Mr Greenslade is a pilot for Jetstar. He mainly pilots domestic flights, trans-Tasman flights and flights to Fiji. While in the air Mr Greenslade was allowed bathroom breaks and to eat while the plane was in cruise mode between ascent and descent phases. During this time the pilot was still required to monitor the operation of the aircraft.

Jetstar accepted that Mr Greenslade did not receive rest and meal breaks but set out that given the purpose of the operation was to provide a low cost, budget airline, there was no chance to have rest and meal breaks during turnaround times. They also argued they fit within the very narrow exception in the Employment Relations Act 2000 (the Act) where another enactment regulated rest and meal breaks.

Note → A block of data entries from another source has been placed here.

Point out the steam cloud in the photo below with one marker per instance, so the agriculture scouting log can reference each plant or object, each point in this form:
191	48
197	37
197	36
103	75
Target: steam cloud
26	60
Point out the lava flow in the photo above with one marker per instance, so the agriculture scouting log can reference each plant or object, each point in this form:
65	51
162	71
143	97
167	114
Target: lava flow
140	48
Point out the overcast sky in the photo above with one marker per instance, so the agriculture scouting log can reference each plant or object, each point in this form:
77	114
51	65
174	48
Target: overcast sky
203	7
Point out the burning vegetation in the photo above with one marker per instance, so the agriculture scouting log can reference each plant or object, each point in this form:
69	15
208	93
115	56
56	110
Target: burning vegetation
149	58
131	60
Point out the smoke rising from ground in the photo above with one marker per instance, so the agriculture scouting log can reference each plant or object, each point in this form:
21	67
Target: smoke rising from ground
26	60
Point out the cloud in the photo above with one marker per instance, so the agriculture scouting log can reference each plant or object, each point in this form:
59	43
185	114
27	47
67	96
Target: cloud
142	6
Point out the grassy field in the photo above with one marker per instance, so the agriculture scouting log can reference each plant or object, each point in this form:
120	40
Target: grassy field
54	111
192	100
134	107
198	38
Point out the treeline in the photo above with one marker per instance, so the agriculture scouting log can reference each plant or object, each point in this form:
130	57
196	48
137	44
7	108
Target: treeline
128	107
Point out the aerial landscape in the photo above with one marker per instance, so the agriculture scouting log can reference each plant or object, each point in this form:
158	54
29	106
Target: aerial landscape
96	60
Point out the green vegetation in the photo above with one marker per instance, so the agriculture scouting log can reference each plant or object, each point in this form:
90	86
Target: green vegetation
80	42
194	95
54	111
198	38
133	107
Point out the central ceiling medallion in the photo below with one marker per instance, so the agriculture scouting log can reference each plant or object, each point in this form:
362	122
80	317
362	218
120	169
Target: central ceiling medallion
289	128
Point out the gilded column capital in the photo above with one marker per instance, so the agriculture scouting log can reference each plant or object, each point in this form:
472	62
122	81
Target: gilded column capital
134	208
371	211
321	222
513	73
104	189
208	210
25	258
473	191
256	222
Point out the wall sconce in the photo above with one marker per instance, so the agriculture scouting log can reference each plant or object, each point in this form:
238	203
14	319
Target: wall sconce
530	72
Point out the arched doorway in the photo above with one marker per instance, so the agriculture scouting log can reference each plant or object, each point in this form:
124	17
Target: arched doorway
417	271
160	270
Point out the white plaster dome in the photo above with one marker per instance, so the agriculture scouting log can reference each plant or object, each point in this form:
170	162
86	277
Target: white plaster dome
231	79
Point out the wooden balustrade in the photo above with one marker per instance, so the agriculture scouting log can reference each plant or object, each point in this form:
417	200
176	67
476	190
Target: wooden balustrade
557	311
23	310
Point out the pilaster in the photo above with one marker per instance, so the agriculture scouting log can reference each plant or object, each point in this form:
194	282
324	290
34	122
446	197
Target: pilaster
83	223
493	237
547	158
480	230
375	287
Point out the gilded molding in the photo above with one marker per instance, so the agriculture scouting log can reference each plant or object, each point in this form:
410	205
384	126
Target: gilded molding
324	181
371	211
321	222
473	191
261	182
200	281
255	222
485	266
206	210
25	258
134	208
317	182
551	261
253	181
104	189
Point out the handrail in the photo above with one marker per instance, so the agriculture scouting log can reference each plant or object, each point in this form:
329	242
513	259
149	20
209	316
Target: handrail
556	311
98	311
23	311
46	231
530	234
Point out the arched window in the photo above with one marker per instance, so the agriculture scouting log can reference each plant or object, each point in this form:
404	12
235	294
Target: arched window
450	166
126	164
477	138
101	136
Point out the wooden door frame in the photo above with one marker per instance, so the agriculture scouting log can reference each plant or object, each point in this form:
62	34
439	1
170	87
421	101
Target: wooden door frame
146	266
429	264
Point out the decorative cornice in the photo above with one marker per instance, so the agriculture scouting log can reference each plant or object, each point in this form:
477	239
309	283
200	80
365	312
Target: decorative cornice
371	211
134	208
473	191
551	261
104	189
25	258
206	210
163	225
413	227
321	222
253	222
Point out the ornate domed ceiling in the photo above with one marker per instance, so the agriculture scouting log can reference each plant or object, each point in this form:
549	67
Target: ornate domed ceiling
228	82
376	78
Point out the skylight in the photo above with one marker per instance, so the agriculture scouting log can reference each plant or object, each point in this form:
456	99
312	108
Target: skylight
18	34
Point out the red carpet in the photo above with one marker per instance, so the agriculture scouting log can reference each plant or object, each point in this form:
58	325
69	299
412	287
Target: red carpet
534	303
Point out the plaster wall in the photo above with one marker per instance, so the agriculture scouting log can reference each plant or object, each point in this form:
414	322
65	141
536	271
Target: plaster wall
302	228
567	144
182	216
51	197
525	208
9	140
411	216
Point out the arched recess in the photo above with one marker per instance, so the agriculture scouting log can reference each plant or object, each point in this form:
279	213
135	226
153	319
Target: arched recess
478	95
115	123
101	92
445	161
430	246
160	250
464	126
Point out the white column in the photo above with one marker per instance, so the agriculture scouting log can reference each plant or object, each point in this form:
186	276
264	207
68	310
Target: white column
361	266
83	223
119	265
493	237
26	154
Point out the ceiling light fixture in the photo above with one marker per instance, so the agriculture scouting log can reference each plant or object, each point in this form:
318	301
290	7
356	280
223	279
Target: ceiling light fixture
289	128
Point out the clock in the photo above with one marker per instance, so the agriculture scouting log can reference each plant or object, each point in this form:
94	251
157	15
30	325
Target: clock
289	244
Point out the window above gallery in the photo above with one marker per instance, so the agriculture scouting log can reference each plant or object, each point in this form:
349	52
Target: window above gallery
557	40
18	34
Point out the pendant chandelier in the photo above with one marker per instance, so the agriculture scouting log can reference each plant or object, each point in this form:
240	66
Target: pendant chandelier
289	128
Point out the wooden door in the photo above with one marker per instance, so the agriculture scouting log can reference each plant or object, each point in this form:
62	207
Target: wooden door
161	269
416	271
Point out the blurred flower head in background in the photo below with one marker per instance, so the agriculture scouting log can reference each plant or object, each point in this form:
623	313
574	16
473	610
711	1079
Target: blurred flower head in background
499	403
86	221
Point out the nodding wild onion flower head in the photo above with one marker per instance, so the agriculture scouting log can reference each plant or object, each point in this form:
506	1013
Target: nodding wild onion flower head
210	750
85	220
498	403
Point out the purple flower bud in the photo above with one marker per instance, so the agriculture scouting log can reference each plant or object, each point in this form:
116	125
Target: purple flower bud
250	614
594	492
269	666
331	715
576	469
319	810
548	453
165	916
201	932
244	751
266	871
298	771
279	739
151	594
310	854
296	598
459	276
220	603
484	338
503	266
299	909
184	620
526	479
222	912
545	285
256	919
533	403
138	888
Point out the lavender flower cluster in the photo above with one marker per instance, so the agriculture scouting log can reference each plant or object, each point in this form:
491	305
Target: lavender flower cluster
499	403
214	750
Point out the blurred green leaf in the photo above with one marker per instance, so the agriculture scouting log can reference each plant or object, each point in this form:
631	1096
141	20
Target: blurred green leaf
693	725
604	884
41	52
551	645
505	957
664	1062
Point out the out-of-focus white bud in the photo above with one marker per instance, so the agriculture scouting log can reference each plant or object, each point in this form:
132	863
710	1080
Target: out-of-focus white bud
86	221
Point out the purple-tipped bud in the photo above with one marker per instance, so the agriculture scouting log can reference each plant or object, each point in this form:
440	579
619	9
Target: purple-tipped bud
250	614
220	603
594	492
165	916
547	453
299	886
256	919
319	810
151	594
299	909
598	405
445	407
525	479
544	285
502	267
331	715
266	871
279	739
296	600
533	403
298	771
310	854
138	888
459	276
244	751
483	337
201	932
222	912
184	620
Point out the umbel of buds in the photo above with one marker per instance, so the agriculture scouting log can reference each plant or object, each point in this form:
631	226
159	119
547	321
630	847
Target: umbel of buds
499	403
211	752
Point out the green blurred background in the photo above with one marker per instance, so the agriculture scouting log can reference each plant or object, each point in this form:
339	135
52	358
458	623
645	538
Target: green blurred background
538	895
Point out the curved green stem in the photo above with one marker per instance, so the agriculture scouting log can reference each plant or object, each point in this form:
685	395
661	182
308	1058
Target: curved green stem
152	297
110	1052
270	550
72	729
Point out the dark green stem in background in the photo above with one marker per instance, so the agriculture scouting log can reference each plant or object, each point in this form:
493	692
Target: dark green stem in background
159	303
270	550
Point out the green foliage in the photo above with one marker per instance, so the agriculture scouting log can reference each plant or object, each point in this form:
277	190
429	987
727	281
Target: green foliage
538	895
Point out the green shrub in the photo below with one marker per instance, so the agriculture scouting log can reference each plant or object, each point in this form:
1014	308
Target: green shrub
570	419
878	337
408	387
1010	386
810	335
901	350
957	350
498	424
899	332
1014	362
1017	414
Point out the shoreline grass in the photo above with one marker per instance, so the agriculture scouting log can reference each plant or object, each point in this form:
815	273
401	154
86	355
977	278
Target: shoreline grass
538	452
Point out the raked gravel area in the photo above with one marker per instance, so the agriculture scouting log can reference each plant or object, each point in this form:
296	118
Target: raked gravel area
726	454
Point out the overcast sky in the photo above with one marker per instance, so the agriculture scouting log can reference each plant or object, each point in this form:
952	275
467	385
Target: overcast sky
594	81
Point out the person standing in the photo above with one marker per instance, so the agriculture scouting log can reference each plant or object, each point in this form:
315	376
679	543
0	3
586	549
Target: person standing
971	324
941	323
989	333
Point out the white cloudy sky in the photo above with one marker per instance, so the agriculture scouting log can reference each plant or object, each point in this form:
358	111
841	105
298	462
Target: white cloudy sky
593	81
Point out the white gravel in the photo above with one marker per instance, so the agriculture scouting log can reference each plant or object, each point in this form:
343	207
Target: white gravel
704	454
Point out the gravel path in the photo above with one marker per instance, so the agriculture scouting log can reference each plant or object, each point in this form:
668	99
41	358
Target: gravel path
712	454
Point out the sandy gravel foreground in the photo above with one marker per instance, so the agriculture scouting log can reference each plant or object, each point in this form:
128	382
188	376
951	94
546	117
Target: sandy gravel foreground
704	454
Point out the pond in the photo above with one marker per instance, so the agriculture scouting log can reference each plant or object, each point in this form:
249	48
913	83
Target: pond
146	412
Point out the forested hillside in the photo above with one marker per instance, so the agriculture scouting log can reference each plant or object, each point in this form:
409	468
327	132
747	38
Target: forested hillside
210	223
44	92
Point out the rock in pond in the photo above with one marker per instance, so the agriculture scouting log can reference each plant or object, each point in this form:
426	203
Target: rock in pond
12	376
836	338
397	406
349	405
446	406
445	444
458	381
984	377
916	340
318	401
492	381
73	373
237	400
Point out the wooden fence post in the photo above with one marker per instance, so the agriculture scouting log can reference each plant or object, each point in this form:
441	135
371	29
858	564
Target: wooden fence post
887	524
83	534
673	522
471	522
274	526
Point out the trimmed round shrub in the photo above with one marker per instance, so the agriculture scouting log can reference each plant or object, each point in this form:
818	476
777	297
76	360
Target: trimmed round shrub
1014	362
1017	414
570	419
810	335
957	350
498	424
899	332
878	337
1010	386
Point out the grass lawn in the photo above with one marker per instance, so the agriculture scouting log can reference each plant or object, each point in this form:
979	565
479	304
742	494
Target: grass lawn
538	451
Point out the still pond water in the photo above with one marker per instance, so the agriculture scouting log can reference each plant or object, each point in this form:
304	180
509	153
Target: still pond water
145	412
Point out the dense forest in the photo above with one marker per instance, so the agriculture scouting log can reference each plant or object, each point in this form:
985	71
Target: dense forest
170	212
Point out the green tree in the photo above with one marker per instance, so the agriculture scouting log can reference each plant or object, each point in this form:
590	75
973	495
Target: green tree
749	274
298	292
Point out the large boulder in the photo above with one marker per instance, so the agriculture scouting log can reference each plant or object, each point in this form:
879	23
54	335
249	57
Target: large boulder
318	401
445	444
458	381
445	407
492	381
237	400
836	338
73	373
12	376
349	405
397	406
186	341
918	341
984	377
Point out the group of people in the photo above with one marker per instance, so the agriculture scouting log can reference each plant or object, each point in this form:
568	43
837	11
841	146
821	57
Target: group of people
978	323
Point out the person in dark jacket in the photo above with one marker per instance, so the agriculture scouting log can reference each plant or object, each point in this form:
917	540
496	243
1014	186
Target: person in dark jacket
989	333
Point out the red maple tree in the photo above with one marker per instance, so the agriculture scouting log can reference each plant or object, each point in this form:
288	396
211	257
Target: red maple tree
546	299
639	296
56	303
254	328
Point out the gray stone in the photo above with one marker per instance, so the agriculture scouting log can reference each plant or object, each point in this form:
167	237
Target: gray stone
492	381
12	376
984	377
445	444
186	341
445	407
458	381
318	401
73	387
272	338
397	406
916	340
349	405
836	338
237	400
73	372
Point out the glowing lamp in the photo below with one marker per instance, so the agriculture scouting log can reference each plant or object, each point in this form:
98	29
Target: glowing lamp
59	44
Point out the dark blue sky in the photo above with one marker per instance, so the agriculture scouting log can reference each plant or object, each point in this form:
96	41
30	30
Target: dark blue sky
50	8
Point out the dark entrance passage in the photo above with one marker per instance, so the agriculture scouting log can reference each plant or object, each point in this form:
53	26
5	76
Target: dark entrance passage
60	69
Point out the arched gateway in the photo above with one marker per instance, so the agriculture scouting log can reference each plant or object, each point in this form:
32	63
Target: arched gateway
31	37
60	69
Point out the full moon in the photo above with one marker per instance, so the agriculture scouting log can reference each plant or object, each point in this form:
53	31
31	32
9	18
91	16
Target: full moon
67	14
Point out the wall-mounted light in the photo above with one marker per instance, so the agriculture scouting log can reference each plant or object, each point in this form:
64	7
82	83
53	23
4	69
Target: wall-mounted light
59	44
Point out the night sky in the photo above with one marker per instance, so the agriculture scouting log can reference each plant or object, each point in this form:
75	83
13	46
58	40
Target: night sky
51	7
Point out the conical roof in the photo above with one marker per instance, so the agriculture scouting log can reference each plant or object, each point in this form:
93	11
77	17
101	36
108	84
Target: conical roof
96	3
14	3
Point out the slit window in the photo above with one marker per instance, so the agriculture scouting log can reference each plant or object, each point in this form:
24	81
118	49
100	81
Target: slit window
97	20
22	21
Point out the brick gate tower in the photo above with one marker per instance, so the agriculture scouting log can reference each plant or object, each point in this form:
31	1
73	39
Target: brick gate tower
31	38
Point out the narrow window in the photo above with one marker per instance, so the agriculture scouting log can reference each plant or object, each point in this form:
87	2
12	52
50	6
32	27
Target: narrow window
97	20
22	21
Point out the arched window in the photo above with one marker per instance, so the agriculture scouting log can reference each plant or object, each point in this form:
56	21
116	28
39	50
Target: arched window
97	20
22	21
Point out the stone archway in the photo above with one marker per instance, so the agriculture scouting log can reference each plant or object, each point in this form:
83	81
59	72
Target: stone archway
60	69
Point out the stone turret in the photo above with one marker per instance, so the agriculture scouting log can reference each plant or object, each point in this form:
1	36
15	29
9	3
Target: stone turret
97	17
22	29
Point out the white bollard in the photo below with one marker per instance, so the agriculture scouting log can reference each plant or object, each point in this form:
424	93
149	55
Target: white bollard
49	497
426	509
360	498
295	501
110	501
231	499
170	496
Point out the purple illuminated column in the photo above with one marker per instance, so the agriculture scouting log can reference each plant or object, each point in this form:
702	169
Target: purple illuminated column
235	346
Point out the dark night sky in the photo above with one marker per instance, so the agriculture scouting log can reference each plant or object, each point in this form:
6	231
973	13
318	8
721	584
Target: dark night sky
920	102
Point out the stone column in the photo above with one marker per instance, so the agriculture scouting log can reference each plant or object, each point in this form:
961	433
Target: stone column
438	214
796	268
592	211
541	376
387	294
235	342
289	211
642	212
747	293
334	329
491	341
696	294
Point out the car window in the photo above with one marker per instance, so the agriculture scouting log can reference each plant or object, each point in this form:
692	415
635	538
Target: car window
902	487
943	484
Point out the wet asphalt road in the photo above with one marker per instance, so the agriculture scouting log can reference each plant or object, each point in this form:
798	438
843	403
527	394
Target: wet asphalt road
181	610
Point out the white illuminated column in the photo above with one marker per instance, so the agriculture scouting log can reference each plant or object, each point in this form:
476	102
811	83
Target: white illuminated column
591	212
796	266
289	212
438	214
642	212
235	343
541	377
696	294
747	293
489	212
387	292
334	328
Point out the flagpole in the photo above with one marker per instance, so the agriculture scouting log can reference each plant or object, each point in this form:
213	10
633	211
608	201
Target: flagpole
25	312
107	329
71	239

While it may be difficult and may undermine the purpose of the low cost airline, Jetstar was required to provide Mr Greenslade rest and meal breaks as prescribed in the Act. Jetstar was not exempt from these mandatory requirements. The parties were ordered to agree on compensation for the employee.

According to the Court:

A ‘rest break’ is a period where an employee is freed from the performance of his or her work duties, during the work day or a working period;
‘Meal breaks’ are different from ‘rest breaks’ and are longer than ‘rest breaks’;
A ‘meal break’ is a period that allows an employee to prepare and consume a meal;
The rest and meal breaks are to be taken during a work period and not periods of time between periods of work.
Employers should provide all employees with a genuine break from their tasks and the opportunity to rest, eat and drink, and attend to personal matters. The employer must provide rest and meal breaks as follows:
10 minute paid             30 minute unpaid
Hours Worked
0 – 2                                            –                                         –
2 – 4                                           1                                         –
4 – 6                                           1                                        1
6 – 8                                          2                                        1

These breaks can be taken at a time agreed between the employee and the employer. If they cannot come to an agreement the breaks will be in the middle of the work period or at even intervals throughout. It is also important to note that the Authority has the power to impose a penalty should the employer fail to provide the above breaks.

We appreciate it is difficult for some types of Businesses to meet these prescriptive requirements. We encourage employers to plan ahead, ensure enough staff are rostered on to allow for breaks, maybe even create a ‘breaks roster’ to give some certainty and consistency. Find a system that works for you and your business. Failure to provide breaks can cost you in the long run.

Disclaimer:  We remind you that while this article provides commentary on employment law topics, it should not be used as a substitute for legal or professional advice for specific situations.  Please seek guidance from your employment lawyer for any questions specific to your workplace.